『きりひと賛歌』『スーパードクターK』『動物のお医者さん』……医療マンガ50年の歴史を考察

医療マンガ50年の歴史を考察

 1970年の手塚治虫『きりひと賛歌』(1967年のテレビドラマ『白い巨塔』ブームの影響があるとされる)に始まる日本の医療マンガの半世紀の流れをブックガイド形式でまとめ、耳慣れない「グラフィック・メディスン」という概念について解説した、一般社団法人日本グラフィック・メディスン協会編『日本の医療マンガ50年史 マンガの力で日本の医療をわかりやすくする』(Scicus)が刊行された。

グラフィック・メディスンとは?

一般社団法人日本グラフィック・メディスン協会編『日本の医療マンガ50年史 マンガの力で日本の医療をわかりやすくする』(Scicus)

 グラフィック・メディスンとは、マンガを使って医療従事者と患者の間のコミュニケーションをめざす取り組みで、2007年にイギリスで提唱された、まだ新しい概念である。

 医療関係の当事者や将来目指している人たち、特定の疾患を持つ人やその家族がマンガを通じて、特定の病気になった人の気持ちや生き方、治療の選択肢を知ったり、医者や看護士の仕事や期待される役割(または偏見、ステレオタイプ)を学んだり、医療をめぐる社会問題を考えたりする――これは日常的に起こっている現象だが、それに名前を付けたものだと言える。

時代による医療マンガの変遷

 この本では「70~80年代 医療マンガの黎明期」「90年代~2000年代 医療マンガの展開期」「2010年代 医療マンガ史の発展期」「海外の医療マンガ」に分けて100のマンガを紹介。個々の作品の魅力を解説すると同時に、時代によって医療マンガの内容がどう変化し、その背景にある、時代・社会が抱く医療像の変遷を読み解いていく。

 マンガ好きにとっても、医療従事者や患者にとってもブックガイドとして機能する内容になっている。

 たとえば「70~80年代 医療マンガの黎明期」では、『きりひと賛歌』が恐怖マンガとして描かれていたことを指摘し、スーパードクターものの金字塔『スーパードクターK』や、動物医療もの・看護師ものの先駆的存在『動物のお医者さん』などの歴史的重要性を指摘する。

浦沢直樹『MONSTER』(ビッグコミックス)

 「90年代~2000年代 医療マンガ史の展開期」では、80年代後半から医療監修が付くことが一般化し、また綿密な取材を反映したリアルな舞台設定への萌芽が見られるほか、大人の女性向け媒体から誕生した看護士マンガの台頭が目立つ、とする。取り上げているのは前者の流れからは『MONSTER』、『ゴッドハンド輝』、『JIN 仁』、僻地医療に取り組む『Dr。コトー診療所』。医局内の政治闘争「教授戦」とバチスタ手術を描いた『医龍』、『ブラックジャックによろしく』など。

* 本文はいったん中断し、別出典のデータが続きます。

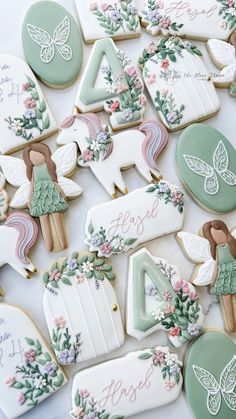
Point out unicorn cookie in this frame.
[57,114,168,198]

 後者の流れからは『おたんこナース』『Ns‘あおい』、それから、社会問題をドラマティックに暴こうとする男性向け医療漫画とは異なる「手術中に医者たちは案外バカ話をしていたりする」といったディテールを拾うアプローチで医療現場のリアル(日常)を捉えようとする『研修医なな子』などが取り上げられる。

 また、家族と患者の両側から描く医療系エッセイマンガの先駆けが2005年刊の『ツレがうつになりまして』だったとする。